Но я наслаждался именно одинокими прогулками, возможностью побыть наедине со своими мыслями и в душе посылал ее и «милые пасторские семьи» ко всем чертям. Однако сказать ей это напрямик я не решался, отговорок никаких придумать не умел, да и обидеть ее тоже не желал. Уже тогда мне стало ясно, что, попав в новую общественную среду, я обязан соблюдать внешние приличия. Но для этого мне недоставало красноречия и умения придумывать извинения и увертки. Я не научился еще прикрывать свои мысли вежливыми фразами и настаивать на своем, тем более что не усвоил этого искусства с детства.
— Сегодня мне некогда, — делал я попытку отговориться.
— Но вы же собирались прогуляться.
— Я только хотел съездить по делу. У меня завтра урок естественной истории в старшем классе, надо подготовиться.
— Давайте поменяемся часами: вы возьмите завтра моих малышей. Мы ведь менялись с вами раньше
Вот я и попался!
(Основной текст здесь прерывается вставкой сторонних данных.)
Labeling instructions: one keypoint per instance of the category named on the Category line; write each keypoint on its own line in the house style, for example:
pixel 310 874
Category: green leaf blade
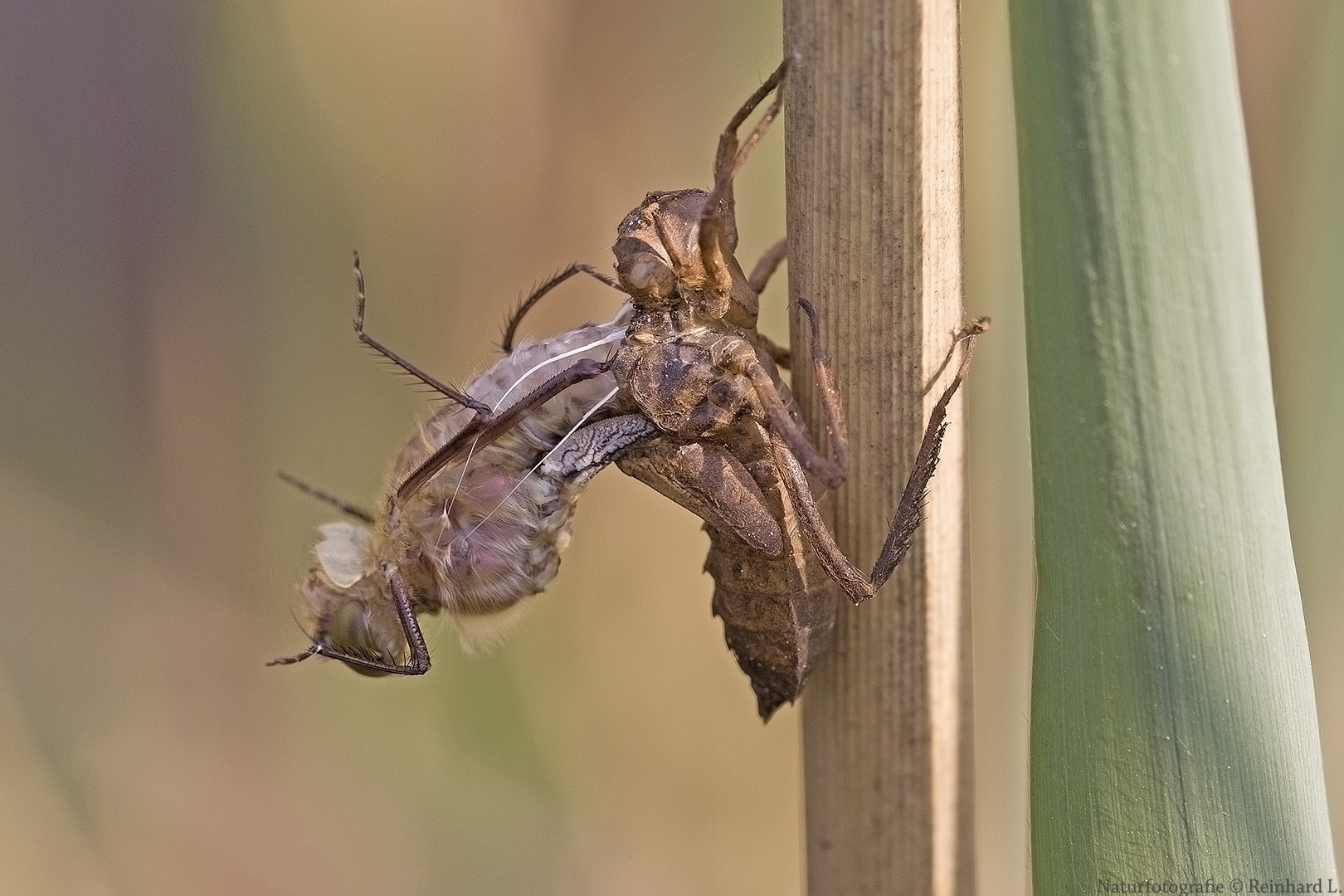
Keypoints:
pixel 1174 727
Я не любил уверток и не мог заставить себя выдумать еще что-нибудь. А сказать начистоту, что у меня нет никакой охоты кататься с нею... О, как трудно быть благовоспитанным!
Стало еще труднее, когда она переселилась в общежитие и начала ежедневно заходить ко мне — то за советом, то с какой-нибудь книгой. Теперь мы ходили вместе и в школу и домой. Люди стали коситься н нас, и сама она вела себя так, будто имела на ме ~ какие-то права. Многие относились к нам с явной благосклонностью: сочувственно смотрели на меня, словно давая понять, что они посвящены в секрет и считают, что я попал в хорошие руки — к дочери пастора! Фрекен Л. слыла весьма почтенной особой и пользовалась большим уважением, все считали ее на редкость хорошим человеком. Но мне-то совсем не хотелось, чтобы этот прекрасный человек занимался мною, и я был бы вполне удовлетворен, если бы мне предоставили свободу
поступать по своему усмотрению. Я упорно цеплялся за право быть самостоятельным. Кроме упорства, я, должно быть, отличался также немалой наивностью, потому что мне стало все окончательно ясным лишь тогда, когда оказалось, что все слухи и толки шли из одного и того же источника. Я разом очнулся, словно на меня вылили ушат холодной воды.
Приближались летние каникулы, и однажды я нашел у себя на столе письмецо от фрекен Л. с приглашением поехать с ней к ее отцу: «Я не могу никуда спрятаться теперь от вас, ведь я позволила себе больше, нежели разрешается порядочной женщине!» Она могла, пожалуй, даже «подложить себе живот» и выдать меня за отца будущего ребенка! А я-то ничего и не подозревал, идиот! Старая дева охотилась за женихом!..
Я высказал ей все это начистоту, прямолинейно, грубо. Решив окончательно порвать с ней, я говорил без обиняков.
Она расплакалась. — Вы ненавидите меня за то, что я дурно говорила о вас?